Members of the European Union agreed in principle to implement a minimum tax of 15% on big businesses. Last year, a global deal to ensure big companies pay a minimum tax rate of 15% and make it harder for them to avoid taxation has been agreed by 136 countries.
- Companies like Apple, Facebook, Google and other tech giants profit enormously from the domestic markets while they make minimal contributions to public coffers.
- Many countries wanted new taxes on these companies.
- To address this issue, almost 140 countries started negotiation under the auspices of the OECD (Organisation for Economic Co-operation and Development).
- They were trying to find an agreement on a global tax overhaul to address how multinationals are taxed in the nations where they have users or consumers.
- The OECD had proposed two ways —
- Countries would be allowed to have some rights to tax profits made on the basis of sales in their jurisdictions.
- It also talked about a global minimum corporate tax rate to stop countries lowering corporate tax rates below that level.
Global Tax deal agreed by the OECD –
- The deal has two main elements –
- Pillar One, which calls for the redistribution of profits generated by the largest companies to the domicile markets where they actually make their sales instead of simply where they are headquartered.
- A quarter of any profits they make above the 10% threshold will be reallocated to the countries where they were earned and taxed there.
- Pillar Two, which establishes a global minimum effective tax rate of 15 percent determined on a country-by-country basis.
- Governments will be equipped to impose additional taxes in case companies are found to be paying taxes that are considered too low.

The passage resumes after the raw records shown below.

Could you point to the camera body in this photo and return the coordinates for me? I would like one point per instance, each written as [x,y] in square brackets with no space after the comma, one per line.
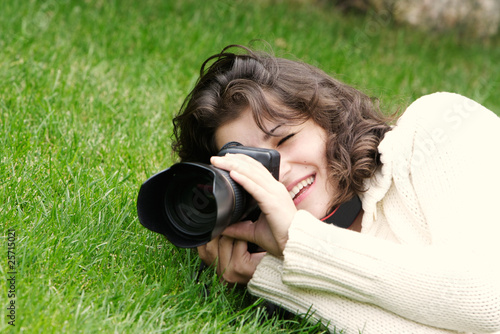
[192,203]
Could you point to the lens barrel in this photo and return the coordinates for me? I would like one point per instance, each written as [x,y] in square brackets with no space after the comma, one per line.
[191,203]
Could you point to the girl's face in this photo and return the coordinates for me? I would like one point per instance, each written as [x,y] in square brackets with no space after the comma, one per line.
[303,166]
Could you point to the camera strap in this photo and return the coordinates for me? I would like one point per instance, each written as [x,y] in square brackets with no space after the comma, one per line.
[344,214]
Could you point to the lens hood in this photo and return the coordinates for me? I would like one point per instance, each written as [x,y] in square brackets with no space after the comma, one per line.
[190,203]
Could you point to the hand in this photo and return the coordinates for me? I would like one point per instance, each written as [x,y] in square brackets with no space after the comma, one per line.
[235,264]
[270,231]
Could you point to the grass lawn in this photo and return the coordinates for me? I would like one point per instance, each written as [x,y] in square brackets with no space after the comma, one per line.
[87,93]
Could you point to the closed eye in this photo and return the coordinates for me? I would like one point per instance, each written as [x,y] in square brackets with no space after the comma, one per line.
[284,139]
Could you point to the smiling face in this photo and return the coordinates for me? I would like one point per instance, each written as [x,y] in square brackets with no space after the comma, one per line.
[303,166]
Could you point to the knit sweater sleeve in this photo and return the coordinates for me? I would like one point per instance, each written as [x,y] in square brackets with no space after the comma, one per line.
[441,270]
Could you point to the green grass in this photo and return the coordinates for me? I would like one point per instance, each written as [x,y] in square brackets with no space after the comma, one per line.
[87,93]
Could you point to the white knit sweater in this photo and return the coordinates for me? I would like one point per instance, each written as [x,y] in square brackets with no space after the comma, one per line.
[427,258]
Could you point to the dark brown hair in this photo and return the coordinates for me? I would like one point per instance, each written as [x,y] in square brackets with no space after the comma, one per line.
[280,89]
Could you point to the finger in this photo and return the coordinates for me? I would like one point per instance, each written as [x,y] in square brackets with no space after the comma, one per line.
[251,260]
[244,230]
[225,252]
[208,253]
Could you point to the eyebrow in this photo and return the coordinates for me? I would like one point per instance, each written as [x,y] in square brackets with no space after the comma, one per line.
[267,134]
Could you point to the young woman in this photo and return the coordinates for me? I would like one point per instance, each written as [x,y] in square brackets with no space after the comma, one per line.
[421,254]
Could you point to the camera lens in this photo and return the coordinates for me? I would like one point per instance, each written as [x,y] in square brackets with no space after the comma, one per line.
[190,202]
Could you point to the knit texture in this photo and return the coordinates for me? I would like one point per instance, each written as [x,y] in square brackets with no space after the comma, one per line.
[426,258]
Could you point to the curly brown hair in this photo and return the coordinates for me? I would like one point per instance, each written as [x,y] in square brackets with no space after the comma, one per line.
[281,89]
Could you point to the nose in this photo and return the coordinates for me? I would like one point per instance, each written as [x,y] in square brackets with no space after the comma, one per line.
[284,166]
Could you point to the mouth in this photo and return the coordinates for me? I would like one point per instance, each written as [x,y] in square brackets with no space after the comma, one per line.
[301,187]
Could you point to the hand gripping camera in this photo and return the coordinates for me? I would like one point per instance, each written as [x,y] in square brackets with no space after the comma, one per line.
[192,203]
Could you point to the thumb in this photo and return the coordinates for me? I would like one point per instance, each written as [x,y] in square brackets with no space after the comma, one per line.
[244,230]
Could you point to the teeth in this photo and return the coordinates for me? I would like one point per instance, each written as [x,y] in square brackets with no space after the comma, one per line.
[300,185]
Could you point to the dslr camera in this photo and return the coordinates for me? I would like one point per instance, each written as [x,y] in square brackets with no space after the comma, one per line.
[192,203]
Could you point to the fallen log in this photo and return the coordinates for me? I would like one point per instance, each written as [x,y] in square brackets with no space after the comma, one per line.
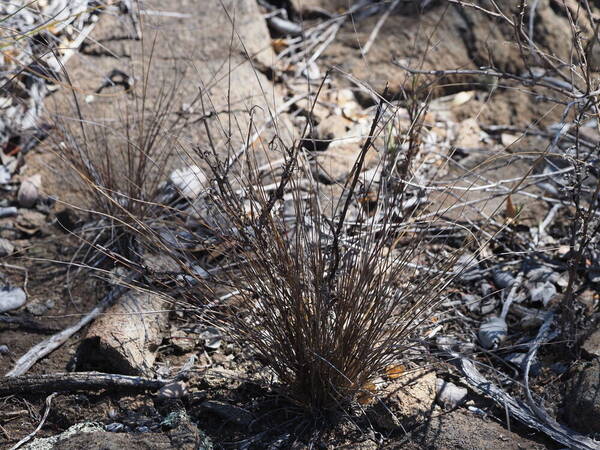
[124,339]
[77,381]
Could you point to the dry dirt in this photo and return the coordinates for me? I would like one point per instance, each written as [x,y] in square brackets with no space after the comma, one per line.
[212,58]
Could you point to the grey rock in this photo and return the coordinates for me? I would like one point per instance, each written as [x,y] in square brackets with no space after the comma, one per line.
[542,292]
[115,427]
[503,279]
[212,338]
[543,274]
[228,412]
[4,174]
[492,332]
[8,211]
[29,193]
[450,395]
[11,298]
[518,359]
[6,248]
[190,181]
[39,308]
[176,389]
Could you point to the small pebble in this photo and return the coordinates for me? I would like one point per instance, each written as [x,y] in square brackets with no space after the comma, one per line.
[492,332]
[176,389]
[29,193]
[450,395]
[6,248]
[190,181]
[114,427]
[11,298]
[8,211]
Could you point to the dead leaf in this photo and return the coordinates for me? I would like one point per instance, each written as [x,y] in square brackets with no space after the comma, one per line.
[395,371]
[510,210]
[279,45]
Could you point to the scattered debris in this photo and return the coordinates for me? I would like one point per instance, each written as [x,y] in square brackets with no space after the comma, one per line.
[450,395]
[125,338]
[29,191]
[230,413]
[11,298]
[492,332]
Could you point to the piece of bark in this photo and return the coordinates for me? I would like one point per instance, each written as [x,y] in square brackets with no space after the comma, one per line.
[124,340]
[77,381]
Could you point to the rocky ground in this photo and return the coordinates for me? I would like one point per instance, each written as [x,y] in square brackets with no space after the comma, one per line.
[247,55]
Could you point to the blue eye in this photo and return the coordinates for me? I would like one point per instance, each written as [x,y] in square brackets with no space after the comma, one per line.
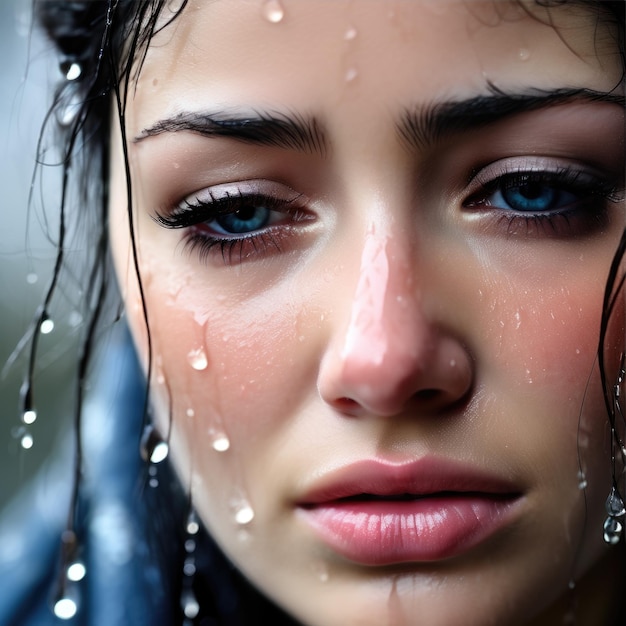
[245,220]
[531,195]
[537,192]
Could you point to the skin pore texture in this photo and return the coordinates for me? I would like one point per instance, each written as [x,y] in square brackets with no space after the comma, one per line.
[389,324]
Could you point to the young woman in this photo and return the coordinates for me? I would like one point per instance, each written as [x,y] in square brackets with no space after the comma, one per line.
[362,248]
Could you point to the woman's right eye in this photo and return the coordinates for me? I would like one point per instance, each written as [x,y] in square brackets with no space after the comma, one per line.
[240,222]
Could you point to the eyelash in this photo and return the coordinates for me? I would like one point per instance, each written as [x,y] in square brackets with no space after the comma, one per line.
[585,212]
[196,215]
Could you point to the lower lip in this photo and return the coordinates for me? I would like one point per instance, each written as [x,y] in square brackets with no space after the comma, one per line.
[387,532]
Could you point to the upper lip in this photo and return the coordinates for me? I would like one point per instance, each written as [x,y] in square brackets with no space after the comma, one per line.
[422,477]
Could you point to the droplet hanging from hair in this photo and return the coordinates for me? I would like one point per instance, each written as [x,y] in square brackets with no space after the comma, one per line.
[154,449]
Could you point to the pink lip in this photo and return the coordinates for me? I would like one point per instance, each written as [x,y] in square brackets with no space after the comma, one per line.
[379,513]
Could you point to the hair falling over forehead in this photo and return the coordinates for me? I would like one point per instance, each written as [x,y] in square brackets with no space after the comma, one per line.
[102,45]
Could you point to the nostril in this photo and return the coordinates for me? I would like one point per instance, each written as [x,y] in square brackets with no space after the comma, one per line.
[346,405]
[427,394]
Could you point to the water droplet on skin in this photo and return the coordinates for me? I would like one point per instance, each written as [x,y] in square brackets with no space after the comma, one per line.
[65,608]
[273,11]
[244,513]
[220,442]
[193,527]
[47,326]
[321,571]
[76,571]
[614,504]
[29,417]
[153,448]
[350,34]
[197,359]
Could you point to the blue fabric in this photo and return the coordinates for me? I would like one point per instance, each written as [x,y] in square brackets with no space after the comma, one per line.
[123,585]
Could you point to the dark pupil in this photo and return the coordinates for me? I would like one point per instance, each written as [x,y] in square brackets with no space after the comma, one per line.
[245,220]
[530,196]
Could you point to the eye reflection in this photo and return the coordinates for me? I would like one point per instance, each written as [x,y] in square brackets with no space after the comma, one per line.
[245,220]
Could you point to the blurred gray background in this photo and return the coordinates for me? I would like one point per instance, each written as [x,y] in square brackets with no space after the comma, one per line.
[27,73]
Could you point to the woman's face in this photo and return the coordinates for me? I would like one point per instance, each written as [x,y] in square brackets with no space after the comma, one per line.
[373,238]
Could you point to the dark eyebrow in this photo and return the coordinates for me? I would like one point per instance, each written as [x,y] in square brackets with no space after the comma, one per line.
[423,126]
[293,132]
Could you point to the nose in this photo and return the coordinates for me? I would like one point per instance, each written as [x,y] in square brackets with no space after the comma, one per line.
[389,357]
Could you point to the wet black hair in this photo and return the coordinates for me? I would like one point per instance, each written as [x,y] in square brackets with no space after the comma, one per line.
[101,46]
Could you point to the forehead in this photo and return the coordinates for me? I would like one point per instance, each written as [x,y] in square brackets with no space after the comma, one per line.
[325,54]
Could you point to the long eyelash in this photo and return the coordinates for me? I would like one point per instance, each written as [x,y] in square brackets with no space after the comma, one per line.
[194,213]
[569,179]
[204,244]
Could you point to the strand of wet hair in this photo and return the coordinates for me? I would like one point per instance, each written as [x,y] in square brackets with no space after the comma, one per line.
[614,287]
[121,112]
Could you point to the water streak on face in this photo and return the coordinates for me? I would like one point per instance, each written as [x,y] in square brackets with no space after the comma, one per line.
[396,283]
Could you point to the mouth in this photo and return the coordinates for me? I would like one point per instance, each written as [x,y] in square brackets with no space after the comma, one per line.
[375,513]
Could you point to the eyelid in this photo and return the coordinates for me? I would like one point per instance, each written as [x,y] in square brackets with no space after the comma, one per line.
[529,165]
[216,200]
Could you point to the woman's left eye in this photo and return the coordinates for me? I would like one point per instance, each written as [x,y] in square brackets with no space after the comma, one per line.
[535,192]
[526,194]
[245,220]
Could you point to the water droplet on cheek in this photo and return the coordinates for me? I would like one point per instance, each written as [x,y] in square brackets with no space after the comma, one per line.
[243,511]
[198,359]
[273,11]
[351,75]
[350,34]
[220,442]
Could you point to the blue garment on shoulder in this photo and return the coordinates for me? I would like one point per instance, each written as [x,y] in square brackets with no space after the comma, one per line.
[124,583]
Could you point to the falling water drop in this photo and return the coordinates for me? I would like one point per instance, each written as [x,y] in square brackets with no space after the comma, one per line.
[197,359]
[76,571]
[65,608]
[153,447]
[46,326]
[72,70]
[29,416]
[614,504]
[273,11]
[190,604]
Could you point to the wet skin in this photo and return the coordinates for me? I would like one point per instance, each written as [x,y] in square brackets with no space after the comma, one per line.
[352,303]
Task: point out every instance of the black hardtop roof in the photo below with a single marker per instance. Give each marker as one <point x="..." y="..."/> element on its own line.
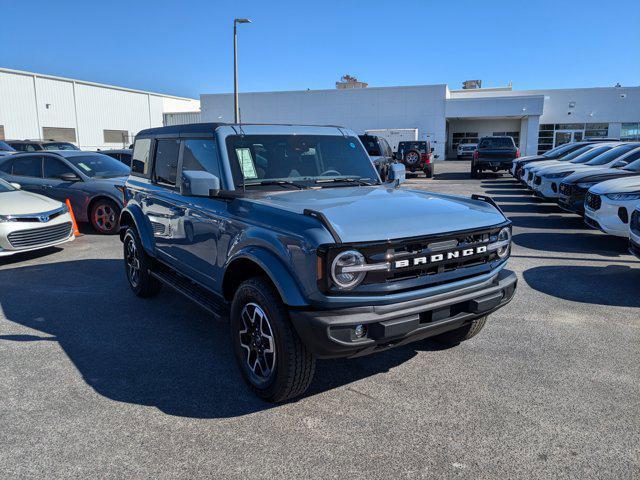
<point x="176" y="129"/>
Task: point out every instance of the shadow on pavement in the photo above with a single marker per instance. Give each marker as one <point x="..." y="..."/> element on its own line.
<point x="614" y="285"/>
<point x="164" y="352"/>
<point x="586" y="243"/>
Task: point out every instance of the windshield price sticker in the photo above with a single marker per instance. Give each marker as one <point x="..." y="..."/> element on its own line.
<point x="246" y="163"/>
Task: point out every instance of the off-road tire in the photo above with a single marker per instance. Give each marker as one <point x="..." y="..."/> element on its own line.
<point x="146" y="285"/>
<point x="454" y="337"/>
<point x="104" y="216"/>
<point x="294" y="364"/>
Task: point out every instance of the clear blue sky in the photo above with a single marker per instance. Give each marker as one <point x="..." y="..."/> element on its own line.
<point x="184" y="48"/>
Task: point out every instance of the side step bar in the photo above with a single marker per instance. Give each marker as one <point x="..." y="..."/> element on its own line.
<point x="194" y="292"/>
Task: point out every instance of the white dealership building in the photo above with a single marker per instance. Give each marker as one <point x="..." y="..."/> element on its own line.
<point x="537" y="119"/>
<point x="91" y="115"/>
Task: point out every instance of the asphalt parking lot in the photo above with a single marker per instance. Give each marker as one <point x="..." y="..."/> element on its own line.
<point x="98" y="383"/>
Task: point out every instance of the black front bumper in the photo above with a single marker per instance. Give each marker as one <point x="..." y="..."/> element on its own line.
<point x="331" y="333"/>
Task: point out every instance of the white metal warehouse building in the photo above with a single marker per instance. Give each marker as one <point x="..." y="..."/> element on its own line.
<point x="91" y="115"/>
<point x="537" y="119"/>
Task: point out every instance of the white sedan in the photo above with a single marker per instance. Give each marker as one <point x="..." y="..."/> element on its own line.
<point x="29" y="221"/>
<point x="608" y="205"/>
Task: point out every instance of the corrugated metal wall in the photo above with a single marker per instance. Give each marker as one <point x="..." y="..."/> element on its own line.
<point x="29" y="102"/>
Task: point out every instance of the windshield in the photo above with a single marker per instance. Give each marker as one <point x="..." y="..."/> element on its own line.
<point x="5" y="147"/>
<point x="589" y="154"/>
<point x="497" y="142"/>
<point x="611" y="155"/>
<point x="5" y="186"/>
<point x="304" y="159"/>
<point x="60" y="146"/>
<point x="96" y="165"/>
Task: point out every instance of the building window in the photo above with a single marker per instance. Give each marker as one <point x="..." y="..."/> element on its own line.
<point x="630" y="131"/>
<point x="514" y="135"/>
<point x="463" y="137"/>
<point x="596" y="130"/>
<point x="59" y="134"/>
<point x="116" y="136"/>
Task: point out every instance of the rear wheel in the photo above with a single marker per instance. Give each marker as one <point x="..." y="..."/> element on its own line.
<point x="136" y="264"/>
<point x="454" y="337"/>
<point x="105" y="216"/>
<point x="273" y="360"/>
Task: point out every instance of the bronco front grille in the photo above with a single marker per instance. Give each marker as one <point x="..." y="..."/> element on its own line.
<point x="593" y="201"/>
<point x="35" y="237"/>
<point x="437" y="273"/>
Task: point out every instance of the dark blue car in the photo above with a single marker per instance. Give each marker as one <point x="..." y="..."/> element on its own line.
<point x="92" y="182"/>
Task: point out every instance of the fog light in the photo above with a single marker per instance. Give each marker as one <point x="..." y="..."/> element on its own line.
<point x="360" y="331"/>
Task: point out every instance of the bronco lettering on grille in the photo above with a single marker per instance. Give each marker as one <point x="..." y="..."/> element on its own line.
<point x="440" y="257"/>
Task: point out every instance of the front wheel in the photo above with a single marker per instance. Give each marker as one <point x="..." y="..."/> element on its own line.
<point x="454" y="337"/>
<point x="273" y="360"/>
<point x="105" y="216"/>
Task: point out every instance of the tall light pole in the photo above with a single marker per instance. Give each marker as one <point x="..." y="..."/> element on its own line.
<point x="236" y="107"/>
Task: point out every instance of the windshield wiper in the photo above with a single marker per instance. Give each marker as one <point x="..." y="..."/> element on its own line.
<point x="280" y="183"/>
<point x="358" y="181"/>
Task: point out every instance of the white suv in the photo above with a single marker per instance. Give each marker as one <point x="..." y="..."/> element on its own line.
<point x="608" y="205"/>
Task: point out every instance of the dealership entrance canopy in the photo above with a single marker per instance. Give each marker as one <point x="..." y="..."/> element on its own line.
<point x="537" y="119"/>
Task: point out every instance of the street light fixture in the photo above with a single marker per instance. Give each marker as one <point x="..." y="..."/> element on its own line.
<point x="236" y="108"/>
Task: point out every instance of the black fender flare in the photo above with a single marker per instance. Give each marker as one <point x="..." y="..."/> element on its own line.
<point x="278" y="273"/>
<point x="132" y="215"/>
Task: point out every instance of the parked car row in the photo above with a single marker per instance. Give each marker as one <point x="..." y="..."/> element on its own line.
<point x="599" y="180"/>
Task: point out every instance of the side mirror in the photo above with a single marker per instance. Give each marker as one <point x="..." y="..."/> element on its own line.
<point x="69" y="177"/>
<point x="397" y="173"/>
<point x="198" y="184"/>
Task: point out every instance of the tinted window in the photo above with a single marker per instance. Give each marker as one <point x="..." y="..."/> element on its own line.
<point x="371" y="145"/>
<point x="28" y="166"/>
<point x="201" y="155"/>
<point x="53" y="168"/>
<point x="166" y="163"/>
<point x="98" y="165"/>
<point x="140" y="160"/>
<point x="497" y="142"/>
<point x="6" y="148"/>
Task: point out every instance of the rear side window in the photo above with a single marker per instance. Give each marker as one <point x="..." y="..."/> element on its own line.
<point x="140" y="160"/>
<point x="166" y="161"/>
<point x="54" y="168"/>
<point x="497" y="142"/>
<point x="201" y="155"/>
<point x="28" y="166"/>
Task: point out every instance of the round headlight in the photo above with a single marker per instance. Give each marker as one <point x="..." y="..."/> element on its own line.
<point x="345" y="279"/>
<point x="504" y="237"/>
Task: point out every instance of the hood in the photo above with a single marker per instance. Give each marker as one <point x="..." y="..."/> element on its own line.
<point x="599" y="175"/>
<point x="361" y="214"/>
<point x="618" y="185"/>
<point x="20" y="202"/>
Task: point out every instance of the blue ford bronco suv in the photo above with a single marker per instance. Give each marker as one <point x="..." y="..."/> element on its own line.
<point x="288" y="232"/>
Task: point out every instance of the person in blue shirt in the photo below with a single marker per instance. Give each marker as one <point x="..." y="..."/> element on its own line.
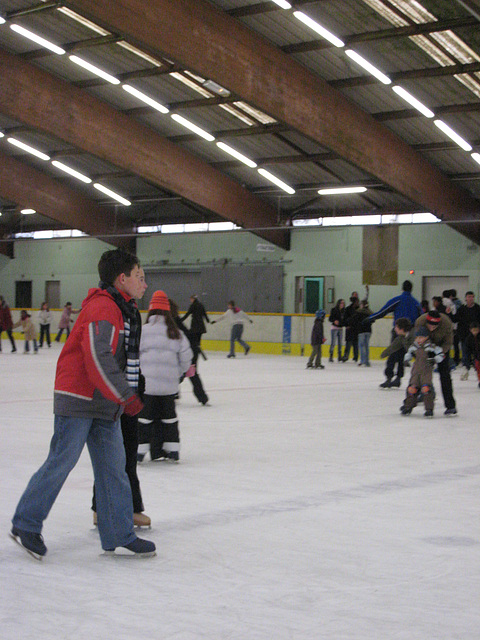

- The 15% floor under the corporate tax will come in from 2023, provided all countries move such legislation.
- Firms covered by this deal —
- This deal will cover firms with global sales above 20 billion Euros ($23 billion) and profit margins above 10%.
- It is expected to hit digital giants like Amazon, Google and Facebook.
Impact of this deal –
- Analysts believe that this deal will end the global race to the bottom and help governments collect the revenues required for social spending.
- The OECD estimates the minimum tax will generate $150 billion in additional global tax revenues annually.
- Many believe that the plan will also help counter rising global inequality by making it tougher for large businesses to pay low taxes by availing the services of tax havens.
- As per one estimate, taxing rights on more than $125 billion of profit will be additionally shifted to the countries where they are earned.
- On the other hand, critics believe that this deal is the threat of tax competition that keeps a check on governments which would otherwise tax their citizens heavily to fund profligate spending programs.
- They argue that without tax competition between governments, the world would be taxed a lot more than it is today, thus adversely affecting global economic growth.
Need for a global minimum tax –
- In the past, countries would frequently compete with one another to offer an attractive deal to multinationals companies.
- Due to this competition, global corporate tax rates have fallen from over 40% in the 1980s to under 25% in 2020.
- It made sense when those companies might come in, set up a factory and create jobs.
- However, the new digital era giants started simply moving profits around, from the regions where they do business to those where they will pay the lowest taxes.
- Hence, the OECD’s tax plan tries to put an end to this “race to the bottom” by fixing the global minimum tax rate.